Al llegar, el fabricante, el transportista y el cliente revisan conjuntamente los datos del registrador. Este registro objetivo constituye una prueba fundamental para las reclamaciones de seguros y el control de calidad, evitando que se detecten daños mecánicos ocultos.
Tercera parte: Recepción e instalación en el sitio
Al llegar, comienza una inspección sistemática. El personal revisa si hay fugas de aceite, daños en los bujes y radiadores, y verifica que toda la documentación, incluidos los informes de prueba y los datos del registrador de impacto, esté completa.
En el caso de los transformadores llenos de nitrógeno, se verifica la presión antes de comenzar cualquier trabajo. Si la unidad ha estado almacenada durante un período prolongado, se requiere un monitoreo regular de la presión; algunas normas exigen controles diarios de la presión.
La instalación sigue un proceso cuidadosamente secuenciado. Para los transformadores que requieren inspección interna (normalmente aquellos que han sufrido un impacto significativo o han estado almacenados durante periodos superiores a los especificados), es fundamental mantener condiciones controladas. La humedad ambiental debe ser inferior al 75 %, y el núcleo no debe estar expuesto al aire durante más tiempo del especificado, normalmente 16 horas en condiciones de humedad moderada.
El procesamiento al vacío es fundamental para el llenado de aceite. El transformador se coloca bajo un vacío profundo para eliminar la humedad y el aire del aislamiento antes de introducir el aceite.
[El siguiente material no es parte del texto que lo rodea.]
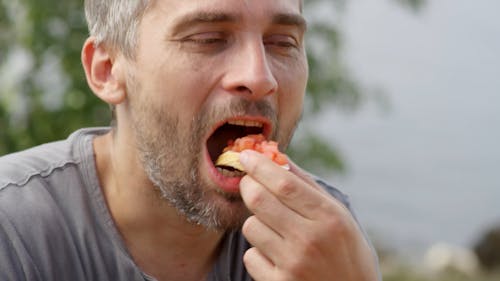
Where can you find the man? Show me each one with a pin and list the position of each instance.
(142, 200)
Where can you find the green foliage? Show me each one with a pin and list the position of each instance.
(44, 95)
(51, 98)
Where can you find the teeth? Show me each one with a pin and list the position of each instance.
(246, 123)
(230, 174)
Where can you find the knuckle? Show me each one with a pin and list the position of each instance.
(249, 225)
(294, 270)
(255, 199)
(286, 188)
(336, 225)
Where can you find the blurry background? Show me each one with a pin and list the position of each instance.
(403, 114)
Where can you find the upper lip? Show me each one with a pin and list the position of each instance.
(248, 121)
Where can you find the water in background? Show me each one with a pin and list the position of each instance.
(428, 170)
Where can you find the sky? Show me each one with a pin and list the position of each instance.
(427, 168)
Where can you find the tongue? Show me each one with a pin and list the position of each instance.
(219, 140)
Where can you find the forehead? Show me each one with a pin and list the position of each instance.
(253, 11)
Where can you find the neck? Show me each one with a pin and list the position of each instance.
(161, 241)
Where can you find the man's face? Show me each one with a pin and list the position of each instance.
(206, 72)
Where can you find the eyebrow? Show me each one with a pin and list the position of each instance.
(203, 18)
(291, 20)
(195, 18)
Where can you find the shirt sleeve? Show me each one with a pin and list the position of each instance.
(15, 262)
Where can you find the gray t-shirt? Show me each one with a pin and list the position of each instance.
(55, 225)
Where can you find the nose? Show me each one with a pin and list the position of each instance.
(250, 73)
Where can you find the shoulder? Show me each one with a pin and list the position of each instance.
(17, 169)
(339, 195)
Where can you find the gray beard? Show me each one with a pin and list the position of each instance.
(171, 156)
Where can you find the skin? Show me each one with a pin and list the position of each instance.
(185, 79)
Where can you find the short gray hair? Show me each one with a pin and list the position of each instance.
(115, 22)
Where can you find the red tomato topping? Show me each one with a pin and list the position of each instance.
(259, 144)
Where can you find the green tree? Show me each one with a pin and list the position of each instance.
(44, 96)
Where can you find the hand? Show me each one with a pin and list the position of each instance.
(298, 231)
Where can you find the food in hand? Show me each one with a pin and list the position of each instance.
(230, 155)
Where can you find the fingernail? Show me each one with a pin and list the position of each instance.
(244, 157)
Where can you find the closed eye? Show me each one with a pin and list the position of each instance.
(281, 41)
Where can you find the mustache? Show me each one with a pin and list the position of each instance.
(237, 107)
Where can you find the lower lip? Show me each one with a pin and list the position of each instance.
(226, 184)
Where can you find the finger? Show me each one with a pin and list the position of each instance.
(290, 189)
(267, 208)
(305, 176)
(263, 238)
(258, 265)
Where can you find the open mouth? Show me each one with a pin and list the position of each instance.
(227, 132)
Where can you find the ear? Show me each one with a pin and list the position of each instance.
(104, 75)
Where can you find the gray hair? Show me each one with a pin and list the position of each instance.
(115, 22)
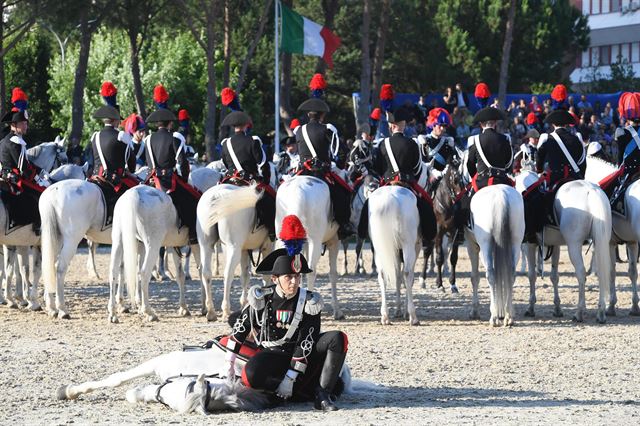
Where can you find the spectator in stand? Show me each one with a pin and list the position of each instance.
(535, 107)
(450, 100)
(585, 106)
(461, 97)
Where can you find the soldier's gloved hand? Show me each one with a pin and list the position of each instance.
(285, 390)
(227, 369)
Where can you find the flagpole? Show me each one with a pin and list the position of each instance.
(277, 83)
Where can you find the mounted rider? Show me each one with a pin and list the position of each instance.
(437, 147)
(294, 359)
(246, 162)
(20, 188)
(169, 164)
(628, 141)
(318, 143)
(398, 160)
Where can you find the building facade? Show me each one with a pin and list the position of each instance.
(615, 35)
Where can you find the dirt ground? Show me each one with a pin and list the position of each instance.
(450, 369)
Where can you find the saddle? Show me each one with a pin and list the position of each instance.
(111, 189)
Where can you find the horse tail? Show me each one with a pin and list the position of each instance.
(601, 236)
(125, 231)
(50, 242)
(503, 261)
(225, 203)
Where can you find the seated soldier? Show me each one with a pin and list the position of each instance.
(21, 191)
(318, 143)
(295, 360)
(245, 161)
(169, 163)
(398, 160)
Este proceso puede durar varios días: un caso documentado requirió tres días de aplicación de vacío, seguidos de dos días de llenado bajo vacío.
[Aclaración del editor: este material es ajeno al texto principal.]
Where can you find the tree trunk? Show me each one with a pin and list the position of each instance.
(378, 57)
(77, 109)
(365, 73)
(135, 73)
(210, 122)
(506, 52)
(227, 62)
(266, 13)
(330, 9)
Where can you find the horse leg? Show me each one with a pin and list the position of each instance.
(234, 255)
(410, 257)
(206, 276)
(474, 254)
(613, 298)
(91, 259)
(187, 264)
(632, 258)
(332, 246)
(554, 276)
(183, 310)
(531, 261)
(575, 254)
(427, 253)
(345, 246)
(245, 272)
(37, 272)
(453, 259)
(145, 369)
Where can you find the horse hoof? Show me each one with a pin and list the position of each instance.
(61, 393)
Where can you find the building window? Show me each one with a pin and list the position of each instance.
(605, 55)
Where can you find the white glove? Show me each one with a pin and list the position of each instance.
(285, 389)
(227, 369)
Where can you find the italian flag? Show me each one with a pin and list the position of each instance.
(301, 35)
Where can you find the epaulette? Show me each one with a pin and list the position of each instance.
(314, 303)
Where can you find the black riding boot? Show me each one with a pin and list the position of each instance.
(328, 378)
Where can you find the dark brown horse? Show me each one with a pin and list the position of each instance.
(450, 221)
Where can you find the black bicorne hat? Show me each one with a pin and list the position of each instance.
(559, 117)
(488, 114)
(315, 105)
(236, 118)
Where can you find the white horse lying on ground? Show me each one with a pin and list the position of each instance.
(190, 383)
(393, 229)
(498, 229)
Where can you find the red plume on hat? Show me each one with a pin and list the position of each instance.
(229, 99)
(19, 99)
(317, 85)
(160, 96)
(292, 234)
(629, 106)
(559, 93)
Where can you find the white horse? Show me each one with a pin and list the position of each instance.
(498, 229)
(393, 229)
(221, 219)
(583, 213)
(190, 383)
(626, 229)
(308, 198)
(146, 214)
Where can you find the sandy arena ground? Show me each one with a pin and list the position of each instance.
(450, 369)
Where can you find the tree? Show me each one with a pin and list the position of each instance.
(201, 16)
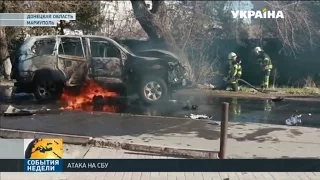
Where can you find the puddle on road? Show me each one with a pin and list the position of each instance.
(241, 110)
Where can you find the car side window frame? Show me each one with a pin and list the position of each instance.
(60, 42)
(106, 43)
(34, 46)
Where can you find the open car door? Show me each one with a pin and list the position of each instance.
(106, 62)
(72, 56)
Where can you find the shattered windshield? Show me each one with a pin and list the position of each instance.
(43, 47)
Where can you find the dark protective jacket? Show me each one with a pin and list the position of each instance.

Cuarta parte: Pruebas de puesta en marcha
Antes de la puesta en servicio, una serie de pruebas confirman el estado del transformador:
- Medición de la resistencia de aislamiento (debe ser al menos el 70 por ciento de los valores de fábrica).
- Mediciones de resistencia de CC en todos los devanados (el desequilibrio no debe superar el 2 por ciento).
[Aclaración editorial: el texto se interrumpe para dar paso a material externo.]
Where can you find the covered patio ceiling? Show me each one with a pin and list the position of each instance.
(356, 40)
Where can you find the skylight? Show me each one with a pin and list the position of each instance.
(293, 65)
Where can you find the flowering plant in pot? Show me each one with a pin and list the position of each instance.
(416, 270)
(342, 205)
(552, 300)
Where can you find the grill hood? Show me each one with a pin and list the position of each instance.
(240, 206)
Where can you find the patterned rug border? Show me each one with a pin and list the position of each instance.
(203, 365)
- Verificación de la relación de vueltas en todas las posiciones de la válvula.
- Pruebas de aceite de transformador (normalmente se requiere una tensión de ruptura superior a 35 kV).
- Pruebas de estanqueidad, que a menudo utilizan gas a presión para comprobar si hay fugas.
Conclusión
El trayecto desde la fábrica hasta la subestación es uno de los periodos más vulnerables en la vida útil de un transformador. Una planificación de transporte adecuada, un control de impactos riguroso, una instalación cuidadosa y pruebas exhaustivas son esenciales para garantizar que el equipo que llega a la subestación sea la misma unidad fiable que salió de fábrica. Para los profesionales de compras, comprender estos procesos se traduce en una mejor redacción de especificaciones, una evaluación más informada de los proveedores y, en definitiva, una mayor vida útil del equipo.